Prime Minister Jacinda Ardern said all money collected from the proposed agriculture levy would be put back into industry for new technology, research and incentive payments for farmers.

Ardern said, “New Zealand farmers are the first in the world to reduce agricultural emissions, positioning our largest export market for a competitive advantage, which makes the world increasingly smarter about the origins of its food.” makes.”

Agriculture Minister Damian O’Connor said this was an exciting opportunity for New Zealand and its farmers.

“Farmers are already experiencing the effects of climate change with more regular droughts and floods,” O’Connor said. “Leading agricultural emissions is good for both the environment and our economy.”

The liberal Labor government’s proposal goes back to a similar but unsuccessful proposal by the previous Labor government in 2003 to tax farm animals for their methane emissions.

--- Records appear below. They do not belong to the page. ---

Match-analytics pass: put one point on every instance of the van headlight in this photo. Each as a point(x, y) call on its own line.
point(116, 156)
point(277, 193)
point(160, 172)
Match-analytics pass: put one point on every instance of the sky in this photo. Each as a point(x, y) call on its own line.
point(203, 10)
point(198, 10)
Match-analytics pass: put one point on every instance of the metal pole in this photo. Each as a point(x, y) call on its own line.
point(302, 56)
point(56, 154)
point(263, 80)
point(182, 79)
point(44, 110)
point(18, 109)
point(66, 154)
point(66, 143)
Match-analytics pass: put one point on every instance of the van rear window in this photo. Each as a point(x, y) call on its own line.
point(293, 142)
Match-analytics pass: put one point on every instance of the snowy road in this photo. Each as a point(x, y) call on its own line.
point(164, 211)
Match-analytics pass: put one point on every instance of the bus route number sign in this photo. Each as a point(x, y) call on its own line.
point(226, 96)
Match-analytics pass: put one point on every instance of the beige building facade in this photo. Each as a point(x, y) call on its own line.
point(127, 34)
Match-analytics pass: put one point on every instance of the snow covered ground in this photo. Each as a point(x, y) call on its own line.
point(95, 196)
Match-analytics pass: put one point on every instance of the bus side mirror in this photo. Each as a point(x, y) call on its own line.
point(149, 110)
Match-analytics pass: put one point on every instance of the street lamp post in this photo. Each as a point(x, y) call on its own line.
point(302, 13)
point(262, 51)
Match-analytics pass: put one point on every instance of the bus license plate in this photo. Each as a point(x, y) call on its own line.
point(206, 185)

Farmers still strongly opposed the idea, and political opponents ridiculed it as a “fart tax” – although a “burp tax” would have been more technically accurate since most methane emissions come from belching. The government eventually abandoned the plan.

According to opinion polls, Ardern’s Labor Party has slipped in popularity and lagged behind the main opposition National Party since Ardern won a second term in 2020 in a landslide victory of historic proportions.

If Ardern’s government fails to settle on the proposal with farmers, who have considerable political influence in New Zealand, it could be difficult for Ardern to win re-election next year when the country goes back to the polls.